2023.12.08

【インタビュー】ユミルリンク 渡邉弘一取締役 「メール配信とSMSの相乗効果で成果」


阪急阪神東宝グループで、メール配信システム「Cuenote(キューノート)FC」を提供するユミルリンクの業績が好調だ。2023年第3四半期も増収増益を続け、過去最高を更新している。マーケティング本部・ゼネラルマネージャーの渡邉弘一取締役に、好業績の背景について聞いた。



──コロナ後においても業績が好調に推移している。

第3四半期は売上高が前年同期比5.4%増の17億900万円、営業利益が同15.1%増の4億2800万円となり、それぞれ第3四半期業績では過去最高を更新した。

「メール」の売上高は同9.6%増の14億7400万円。月間メッセージ数は70億通を超えて推移している。月間解約率は平均0.37%と引き続き低い水準だった。
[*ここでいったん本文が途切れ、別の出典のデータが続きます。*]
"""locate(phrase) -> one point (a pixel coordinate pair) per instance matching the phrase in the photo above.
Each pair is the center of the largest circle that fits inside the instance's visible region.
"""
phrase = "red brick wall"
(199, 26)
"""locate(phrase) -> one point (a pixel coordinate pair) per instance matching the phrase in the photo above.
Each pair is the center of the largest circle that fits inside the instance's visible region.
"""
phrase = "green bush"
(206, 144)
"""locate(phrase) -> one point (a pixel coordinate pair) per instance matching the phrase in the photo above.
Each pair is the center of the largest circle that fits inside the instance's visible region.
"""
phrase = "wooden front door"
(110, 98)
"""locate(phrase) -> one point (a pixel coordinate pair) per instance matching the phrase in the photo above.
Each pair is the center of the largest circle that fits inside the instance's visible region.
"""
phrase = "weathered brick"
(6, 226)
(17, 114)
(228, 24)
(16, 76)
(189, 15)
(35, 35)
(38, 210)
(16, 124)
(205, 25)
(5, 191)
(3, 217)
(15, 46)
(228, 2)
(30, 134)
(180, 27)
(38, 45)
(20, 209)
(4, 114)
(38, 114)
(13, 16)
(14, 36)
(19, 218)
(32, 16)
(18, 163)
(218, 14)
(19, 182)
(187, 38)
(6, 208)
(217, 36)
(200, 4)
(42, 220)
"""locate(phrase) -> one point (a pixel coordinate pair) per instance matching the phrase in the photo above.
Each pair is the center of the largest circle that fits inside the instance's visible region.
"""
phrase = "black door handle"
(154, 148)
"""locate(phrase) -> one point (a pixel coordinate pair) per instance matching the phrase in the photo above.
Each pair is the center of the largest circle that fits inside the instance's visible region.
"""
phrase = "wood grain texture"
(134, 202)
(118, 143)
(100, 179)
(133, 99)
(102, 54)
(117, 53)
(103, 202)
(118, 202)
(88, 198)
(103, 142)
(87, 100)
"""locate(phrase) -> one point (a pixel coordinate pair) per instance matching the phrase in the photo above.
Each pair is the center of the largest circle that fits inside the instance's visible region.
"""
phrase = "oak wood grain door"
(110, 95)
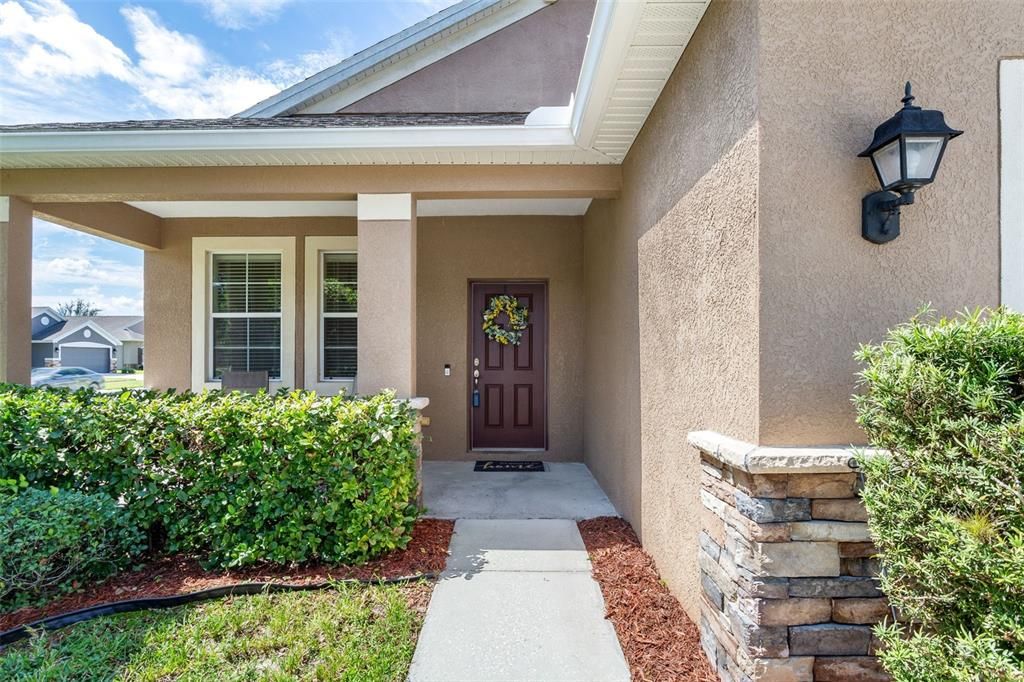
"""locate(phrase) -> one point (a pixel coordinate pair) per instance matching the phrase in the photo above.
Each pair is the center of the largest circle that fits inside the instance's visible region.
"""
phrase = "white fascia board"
(483, 207)
(247, 209)
(384, 207)
(484, 137)
(610, 36)
(397, 56)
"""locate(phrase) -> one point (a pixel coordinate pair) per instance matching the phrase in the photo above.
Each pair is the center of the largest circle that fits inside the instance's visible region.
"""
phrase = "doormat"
(493, 465)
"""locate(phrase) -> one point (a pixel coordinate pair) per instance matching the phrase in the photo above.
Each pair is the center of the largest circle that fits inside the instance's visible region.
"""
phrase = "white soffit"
(425, 208)
(634, 47)
(395, 57)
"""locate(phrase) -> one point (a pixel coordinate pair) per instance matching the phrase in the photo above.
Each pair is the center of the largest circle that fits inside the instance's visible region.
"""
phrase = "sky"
(112, 60)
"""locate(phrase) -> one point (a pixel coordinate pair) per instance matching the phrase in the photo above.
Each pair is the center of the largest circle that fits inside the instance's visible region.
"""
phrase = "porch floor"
(566, 489)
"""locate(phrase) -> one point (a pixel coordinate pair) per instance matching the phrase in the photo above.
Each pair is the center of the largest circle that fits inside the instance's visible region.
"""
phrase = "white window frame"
(315, 247)
(202, 330)
(1012, 183)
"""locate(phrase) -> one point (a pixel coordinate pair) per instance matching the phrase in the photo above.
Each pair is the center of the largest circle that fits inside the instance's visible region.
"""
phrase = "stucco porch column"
(15, 290)
(387, 294)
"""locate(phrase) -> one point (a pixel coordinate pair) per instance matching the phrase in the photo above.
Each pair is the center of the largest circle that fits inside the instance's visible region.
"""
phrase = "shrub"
(946, 506)
(287, 477)
(50, 541)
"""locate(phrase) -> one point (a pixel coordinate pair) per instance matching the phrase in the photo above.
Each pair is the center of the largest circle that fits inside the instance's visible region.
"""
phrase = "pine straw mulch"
(175, 574)
(659, 641)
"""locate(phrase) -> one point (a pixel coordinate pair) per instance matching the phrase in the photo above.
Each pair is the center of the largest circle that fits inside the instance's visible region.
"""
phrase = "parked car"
(67, 377)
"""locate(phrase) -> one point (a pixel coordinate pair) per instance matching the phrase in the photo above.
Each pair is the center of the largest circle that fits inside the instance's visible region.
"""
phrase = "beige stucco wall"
(15, 291)
(672, 294)
(387, 306)
(453, 251)
(536, 61)
(739, 224)
(168, 287)
(823, 289)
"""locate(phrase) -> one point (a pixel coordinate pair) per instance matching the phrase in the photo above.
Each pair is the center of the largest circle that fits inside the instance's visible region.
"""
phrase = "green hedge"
(52, 541)
(242, 478)
(946, 398)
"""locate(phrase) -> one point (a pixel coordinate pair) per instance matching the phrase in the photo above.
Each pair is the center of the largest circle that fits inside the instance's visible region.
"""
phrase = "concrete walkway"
(517, 602)
(566, 489)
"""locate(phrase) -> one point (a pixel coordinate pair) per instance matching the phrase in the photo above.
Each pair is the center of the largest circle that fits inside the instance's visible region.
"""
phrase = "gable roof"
(632, 50)
(288, 122)
(41, 309)
(396, 56)
(116, 329)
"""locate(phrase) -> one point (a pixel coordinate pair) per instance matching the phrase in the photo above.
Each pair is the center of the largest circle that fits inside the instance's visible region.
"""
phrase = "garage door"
(97, 359)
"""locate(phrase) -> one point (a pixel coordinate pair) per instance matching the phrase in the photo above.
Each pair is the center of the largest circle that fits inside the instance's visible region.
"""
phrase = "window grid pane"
(246, 312)
(339, 325)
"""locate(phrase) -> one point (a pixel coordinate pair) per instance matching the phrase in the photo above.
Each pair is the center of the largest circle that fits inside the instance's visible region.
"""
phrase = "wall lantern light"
(906, 152)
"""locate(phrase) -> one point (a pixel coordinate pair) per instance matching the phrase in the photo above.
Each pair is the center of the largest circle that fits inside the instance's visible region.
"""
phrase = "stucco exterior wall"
(453, 251)
(168, 287)
(672, 284)
(536, 60)
(822, 91)
(128, 355)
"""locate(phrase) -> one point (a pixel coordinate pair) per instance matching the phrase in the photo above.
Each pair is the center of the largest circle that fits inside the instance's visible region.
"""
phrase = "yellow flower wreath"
(517, 314)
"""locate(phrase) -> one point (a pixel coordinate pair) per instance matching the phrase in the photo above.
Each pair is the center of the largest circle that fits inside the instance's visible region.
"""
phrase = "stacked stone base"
(790, 593)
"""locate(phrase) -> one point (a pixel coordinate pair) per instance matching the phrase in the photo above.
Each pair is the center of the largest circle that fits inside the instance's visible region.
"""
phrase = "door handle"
(476, 382)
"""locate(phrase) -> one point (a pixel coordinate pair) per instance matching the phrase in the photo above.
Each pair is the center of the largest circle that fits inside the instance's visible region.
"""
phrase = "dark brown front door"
(510, 408)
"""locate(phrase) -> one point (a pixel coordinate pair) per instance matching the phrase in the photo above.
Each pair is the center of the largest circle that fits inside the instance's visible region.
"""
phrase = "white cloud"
(85, 270)
(242, 13)
(47, 40)
(289, 72)
(164, 53)
(50, 61)
(109, 305)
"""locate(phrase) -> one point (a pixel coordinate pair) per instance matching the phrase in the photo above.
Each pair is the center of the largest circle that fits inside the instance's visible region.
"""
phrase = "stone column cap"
(772, 460)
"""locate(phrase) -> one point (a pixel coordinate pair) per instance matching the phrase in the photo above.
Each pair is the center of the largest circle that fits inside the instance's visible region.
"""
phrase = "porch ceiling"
(425, 208)
(309, 183)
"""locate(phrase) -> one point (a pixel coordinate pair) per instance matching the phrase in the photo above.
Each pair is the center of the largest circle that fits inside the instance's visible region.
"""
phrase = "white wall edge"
(1012, 182)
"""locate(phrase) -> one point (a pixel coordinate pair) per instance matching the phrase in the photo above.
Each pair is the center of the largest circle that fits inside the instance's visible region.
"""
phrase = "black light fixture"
(906, 152)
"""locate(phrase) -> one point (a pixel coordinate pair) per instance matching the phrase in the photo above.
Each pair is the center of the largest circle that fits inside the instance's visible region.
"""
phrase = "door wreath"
(517, 314)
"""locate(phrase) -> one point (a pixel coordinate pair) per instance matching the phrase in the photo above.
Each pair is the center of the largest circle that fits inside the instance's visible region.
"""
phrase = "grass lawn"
(122, 381)
(354, 633)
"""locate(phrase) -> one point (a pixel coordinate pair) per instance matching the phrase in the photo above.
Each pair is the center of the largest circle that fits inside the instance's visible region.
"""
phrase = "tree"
(78, 307)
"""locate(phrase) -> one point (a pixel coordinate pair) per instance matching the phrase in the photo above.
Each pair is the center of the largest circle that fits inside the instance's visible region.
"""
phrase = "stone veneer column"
(387, 294)
(788, 587)
(15, 290)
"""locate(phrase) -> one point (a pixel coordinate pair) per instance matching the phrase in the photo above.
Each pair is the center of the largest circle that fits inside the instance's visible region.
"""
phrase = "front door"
(508, 400)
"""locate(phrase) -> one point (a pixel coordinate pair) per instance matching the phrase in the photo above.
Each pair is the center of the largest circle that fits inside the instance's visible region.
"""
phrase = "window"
(246, 305)
(339, 292)
(331, 329)
(243, 308)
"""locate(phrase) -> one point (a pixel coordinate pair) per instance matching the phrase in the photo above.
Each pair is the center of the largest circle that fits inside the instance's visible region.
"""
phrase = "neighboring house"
(671, 186)
(100, 343)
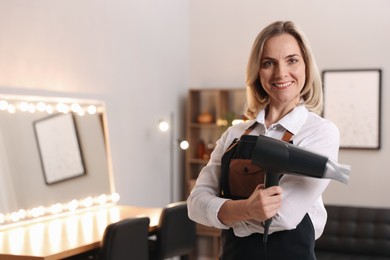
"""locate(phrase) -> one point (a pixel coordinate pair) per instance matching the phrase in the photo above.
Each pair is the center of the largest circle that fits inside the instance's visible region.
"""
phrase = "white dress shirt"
(301, 194)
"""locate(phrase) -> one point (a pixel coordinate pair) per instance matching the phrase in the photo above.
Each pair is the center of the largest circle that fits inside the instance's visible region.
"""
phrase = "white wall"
(132, 54)
(344, 34)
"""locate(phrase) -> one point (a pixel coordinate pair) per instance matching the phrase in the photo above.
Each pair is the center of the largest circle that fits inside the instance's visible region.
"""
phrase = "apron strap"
(287, 136)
「SMS・Auth」は、新規契約が増えたものの、前年度の特定顧客の配信数が減少し、売上高は同18.4%減の1億9100万円だった。
 
利用契約数も現在2200まで伸ばしているほか、コロナ後でもメッセージの送信数は減らずに伸ばしている。企業のデジタルシフトが大きく後押しした格好だ。
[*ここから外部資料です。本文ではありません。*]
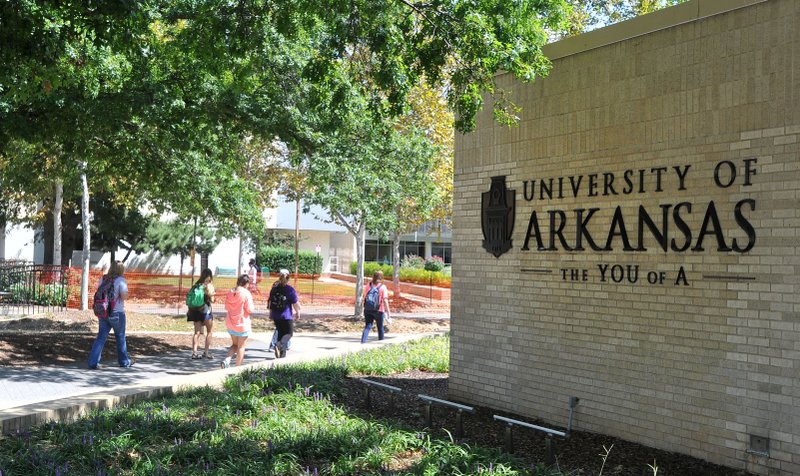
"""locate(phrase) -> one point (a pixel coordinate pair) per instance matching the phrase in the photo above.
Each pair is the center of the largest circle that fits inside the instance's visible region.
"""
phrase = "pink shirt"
(383, 295)
(239, 305)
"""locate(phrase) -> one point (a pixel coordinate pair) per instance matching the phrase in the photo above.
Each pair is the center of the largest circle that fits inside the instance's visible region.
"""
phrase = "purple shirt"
(291, 298)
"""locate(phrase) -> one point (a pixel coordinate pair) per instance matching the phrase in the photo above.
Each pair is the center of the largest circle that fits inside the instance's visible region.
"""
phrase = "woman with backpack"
(376, 306)
(115, 291)
(284, 308)
(239, 305)
(201, 316)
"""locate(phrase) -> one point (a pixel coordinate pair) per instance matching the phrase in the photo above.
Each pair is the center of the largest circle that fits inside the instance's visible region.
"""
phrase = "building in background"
(317, 234)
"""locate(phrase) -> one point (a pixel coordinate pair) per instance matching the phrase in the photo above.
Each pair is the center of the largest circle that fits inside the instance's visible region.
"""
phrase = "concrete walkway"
(33, 395)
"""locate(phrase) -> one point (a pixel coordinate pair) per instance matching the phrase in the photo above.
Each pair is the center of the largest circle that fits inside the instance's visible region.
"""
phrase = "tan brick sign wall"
(654, 263)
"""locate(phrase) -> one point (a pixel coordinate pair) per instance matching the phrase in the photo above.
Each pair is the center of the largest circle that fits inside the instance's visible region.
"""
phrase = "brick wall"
(698, 362)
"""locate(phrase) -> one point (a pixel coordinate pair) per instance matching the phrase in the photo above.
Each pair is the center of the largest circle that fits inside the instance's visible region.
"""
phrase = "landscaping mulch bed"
(580, 454)
(67, 337)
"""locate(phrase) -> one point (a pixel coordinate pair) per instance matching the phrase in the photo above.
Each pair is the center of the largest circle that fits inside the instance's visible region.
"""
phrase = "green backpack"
(196, 297)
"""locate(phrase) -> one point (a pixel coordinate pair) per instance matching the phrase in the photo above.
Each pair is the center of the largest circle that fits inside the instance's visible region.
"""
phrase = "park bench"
(460, 409)
(382, 386)
(225, 272)
(549, 457)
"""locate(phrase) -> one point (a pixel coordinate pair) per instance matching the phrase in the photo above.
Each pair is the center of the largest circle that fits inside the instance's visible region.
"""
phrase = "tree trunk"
(194, 246)
(297, 242)
(57, 206)
(86, 237)
(361, 238)
(180, 277)
(128, 253)
(396, 263)
(241, 255)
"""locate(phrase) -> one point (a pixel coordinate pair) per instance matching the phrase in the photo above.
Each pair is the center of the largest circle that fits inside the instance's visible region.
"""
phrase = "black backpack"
(277, 300)
(373, 300)
(104, 299)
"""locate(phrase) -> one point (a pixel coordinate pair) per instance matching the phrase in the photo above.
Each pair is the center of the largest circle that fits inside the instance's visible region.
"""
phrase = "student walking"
(252, 273)
(116, 294)
(376, 306)
(284, 309)
(239, 305)
(201, 316)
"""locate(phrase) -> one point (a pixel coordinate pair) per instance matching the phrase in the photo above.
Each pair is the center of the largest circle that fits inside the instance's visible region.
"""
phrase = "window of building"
(443, 250)
(381, 251)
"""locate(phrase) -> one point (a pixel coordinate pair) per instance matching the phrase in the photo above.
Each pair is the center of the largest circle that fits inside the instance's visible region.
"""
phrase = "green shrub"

ECの顧客数が多い一方で、通販・EC企業が顧客のお知らせや出荷通知でSMSを活用する事例が増えてきた。メールだとさまざまな通知が来ることで正しく通知することが難しい。また、通販企業のバックオフィス業務で、返品のようなコールセンターから音声で伝えづらいようなケースにSMSを活用する企業も出てきている。

通販企業の中には、優良顧客向けの告知にSMSを使用するところも出てきた。ファッショECでは、サイズ違いで返品・交換という業務が発生する。これまでは電話などで対応していた企業では、メールとSMSを組み合わることで、コールセンターの業務負担の軽減にもつながっているようだ。おそらく、企業に対して送付確認に関する問い合わせが一定程度あることで、業務負担が増しているという背景もありそうだ。

──LINEを多用する企業も出てきた。

当社はこのほど、DXソリューション事業、コンテンツ事業を手掛けるライトアップと共同で、メールマガジン(メルマガ)とLINEに関する共同調査を実施した結果、登録のきっかけについて「クーポンがもらえるから」という理由がともに1位となった。LINEのほうがクーポン利用の目的が強い一方で、情報収集を目的とした登録理由はLINEのほうがメルマガよりも軒並み低い結果となった。

年に数回しか使わないところからLINEで通知が来ても結果的にブロックしたという経験があると思う。一部のLTVが高い顧客以外へのアプローチはLINEでは難しく、情報を伝えるということで言えば、メールのほうに優位性がある。

──シニア世代を抱える通販企業の傾向はどうか?

当社のサービスを利用する企業にヒアリングすると、LINEよりメールで通知したほうが購買単価は高いという傾向があると話していた。シニア世代にとってもLINEは連絡ツールになっており、企業のマーケティング活用には難しいところがあるのかもしない。

──今後の事業展開については?

2024年以降は新しいチャネルの開発を予定している。メール配信に加えて、SMSを拡販することで相乗効果が出しやすいという点を訴求していきたい。



<「キューノートFC」サービス概要>
「キューノートFC」は、大量のメールを高速で確実に配信できるのが最大の特徴。メールの効果測定や会員管理、システム連携用のAPIなども提供し、メールマーケティングも可能。HTMLメール作成機能「HTMLエディター」や分析機能を標準で搭載し、ECサイトのかご落ちをメールで知らせる「カートリマインド機能」なども提供する。